An excellent masseuse to calm your stressful nerves. An escort in Frankfurt gives her the opportunity to discover the big world we live in . Meet Chantana in the city of Frankfurt. As soon as you meet our Frankfurt escort you will realise that we indeed are the best Escort agency in Germany. chantana likes white wine and loves being spoilt with her favourite perfumes, Acqua Di Gioia, Contradiction, Pure Poison Friendly, humerous, sincere, a bit reserved at first love to make people laugh and can laugh at myself. At a glance Chantana is a natural learner plus some some secrets she will be happy to reveal in your hotel room in Frankfurt. young and sporty figure, splendid face And all in one package. Chantana represents our Frankfurt agency at its best, A charming beauty she has been with us for a while, she is loving what she is doing . She can be submissive and Dominant, loves role-play, is willing to go the extra mile for meeting discreet, fine gentlemen. An outcall escort in Frankfurt.

Personlig info & Bio

Height: 197 cm / 6'6''
Weight: 86 kg / 190 lbs
Age: 32 yrs
Favorite quote: always forgive never forget
Nationality: Albanian
Preferences: I seeking sex dating
Breast: like melons
Lingerie: Dita Von Teese
Perfumes: Nest
Orientation: Straight

Prices

TimeIncallOutcall
Quick 120 eur
1 hour 270 eur
Plus hour 120 eur 180 eur + Outcall Travel Fee (Taxi)
12 hours 500 eur
24 hours 1400 eur

Sexy und leidenschaftlich.

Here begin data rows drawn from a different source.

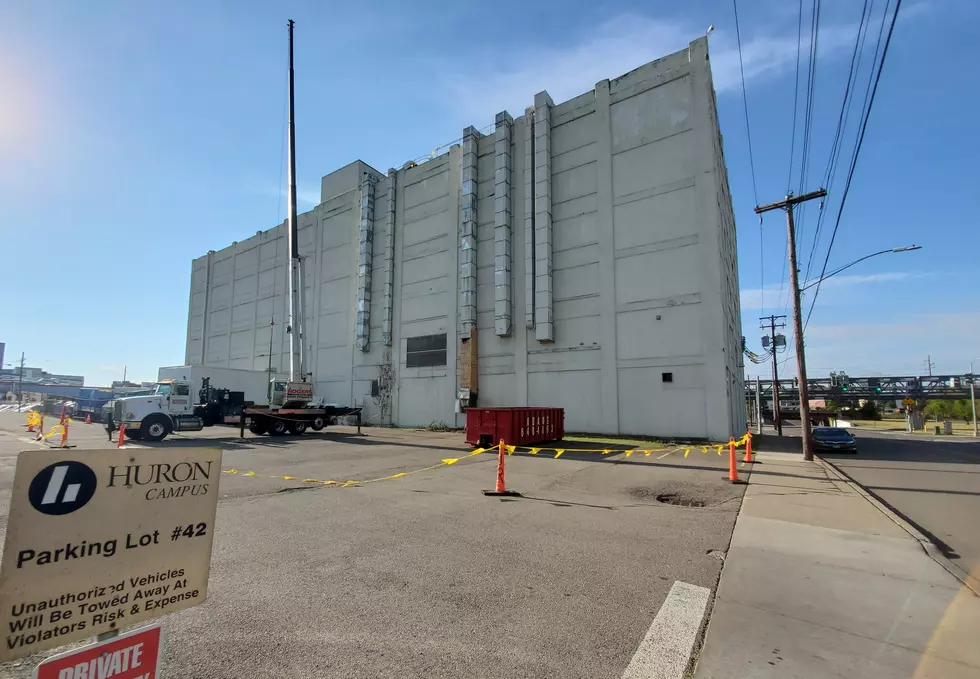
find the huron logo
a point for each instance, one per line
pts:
(62, 488)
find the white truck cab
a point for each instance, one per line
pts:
(171, 407)
(189, 398)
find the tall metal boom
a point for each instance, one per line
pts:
(294, 324)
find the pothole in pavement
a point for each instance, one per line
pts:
(688, 495)
(680, 500)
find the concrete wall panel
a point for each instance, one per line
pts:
(655, 219)
(657, 275)
(655, 164)
(639, 334)
(573, 390)
(645, 403)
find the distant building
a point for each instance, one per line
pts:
(38, 376)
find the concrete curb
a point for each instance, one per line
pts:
(927, 545)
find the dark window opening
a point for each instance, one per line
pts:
(426, 351)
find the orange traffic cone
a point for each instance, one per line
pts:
(501, 488)
(732, 462)
(748, 448)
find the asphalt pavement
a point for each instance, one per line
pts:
(933, 483)
(401, 567)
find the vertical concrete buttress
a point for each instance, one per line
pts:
(389, 280)
(502, 229)
(529, 217)
(467, 233)
(365, 252)
(544, 326)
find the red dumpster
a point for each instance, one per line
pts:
(516, 426)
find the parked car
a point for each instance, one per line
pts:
(833, 440)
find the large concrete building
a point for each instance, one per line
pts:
(581, 255)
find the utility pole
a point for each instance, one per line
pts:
(794, 277)
(20, 383)
(973, 403)
(776, 415)
(973, 399)
(758, 405)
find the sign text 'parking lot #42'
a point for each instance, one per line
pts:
(98, 540)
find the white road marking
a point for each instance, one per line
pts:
(666, 648)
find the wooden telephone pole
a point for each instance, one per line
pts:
(794, 277)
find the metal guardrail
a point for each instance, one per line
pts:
(950, 387)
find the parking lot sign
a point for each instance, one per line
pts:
(98, 540)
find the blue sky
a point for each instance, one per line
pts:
(137, 136)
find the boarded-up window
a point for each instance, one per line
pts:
(425, 351)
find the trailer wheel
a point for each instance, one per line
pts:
(155, 427)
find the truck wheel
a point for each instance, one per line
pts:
(155, 428)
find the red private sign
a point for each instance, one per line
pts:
(135, 655)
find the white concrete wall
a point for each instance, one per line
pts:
(641, 257)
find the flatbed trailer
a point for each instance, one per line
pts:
(279, 421)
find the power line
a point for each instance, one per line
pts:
(808, 116)
(857, 151)
(745, 103)
(796, 97)
(845, 114)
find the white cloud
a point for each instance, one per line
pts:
(306, 196)
(613, 48)
(896, 348)
(755, 298)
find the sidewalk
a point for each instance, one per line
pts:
(818, 582)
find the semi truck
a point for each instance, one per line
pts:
(192, 397)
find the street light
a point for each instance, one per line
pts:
(973, 397)
(906, 248)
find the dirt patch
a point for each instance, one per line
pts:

Looking for a slim to average built woman for sexual fun and possible friendship open minded and experimental is a must.


Comments

2 comments

Bighead
| +1 |

in 2006, while in school, i started dating a girl i always had a crush on. long story short, we fell head over heels for each other. as time went on and as college came to an end...we ended up moving in together while i worked and she finished school. after i lost my job...our relationship seemed to hit a wall. i ran out of money to support myself and her and we both ended up moving to our hometowns...which were an hour and a half away. we stayed together during that time...but it was far from good...it was more forced than anything. we were very much in love, but i was afraid we were growing apart. we always wanted to move back to where we were comfortable...but it never happened. we always had alot on our plates given work, family and the distance between us. romance, spontaneity, intrigue and just overall togetherness, stuff we rocked at while we were together, were just not there. one night back in 2009, i got hammered and ended up cheating on her. the next day was the worst day of my life. i didnt have the heart to tell her what i did because i figured the way things were going, it would have meant the end of whatever is was we were hanging on to. i broke up with her out of sheer guilt of what i did. after we broke up...i wont lie, i had my fun being single. she dated someone briefly, as did i. i always wanted her back, but she didnt go for it. as time passed, she ended up getting engaged to her high school dude. we would actually stay in touch alot, which was good, because i think there is always a fire that burns inside of us for each other. i hid the fact that i was unfaithful to her for almost two and a half years. one day, just a few weeks ago, we had a very good conversation which led to her confessing she wanted to marry me and she was not happy with how things went. i could not lie to her anymore. i confessed what i did in hopes of setting her free, cause that is what you do when you love something right? if i had kept it in, maybe she would have broke her engagement off, but i still had that secret. and god dammit it would have eaten me up. i guess now that i finally got that out and open...its officially over. but rest assured...after i told her up to this point...i have been in the worst pain i have ever felt. i just want her to be happy but i am constantly beating myself up over this. is there hope? is there anything? i dont know what to do anymore.

Kindreds
| +1 |

I get it that men are afraid of aging and want to feel like they still 'got it'. I get it that it is kind of nice to think, oh hey, I'm still attractive.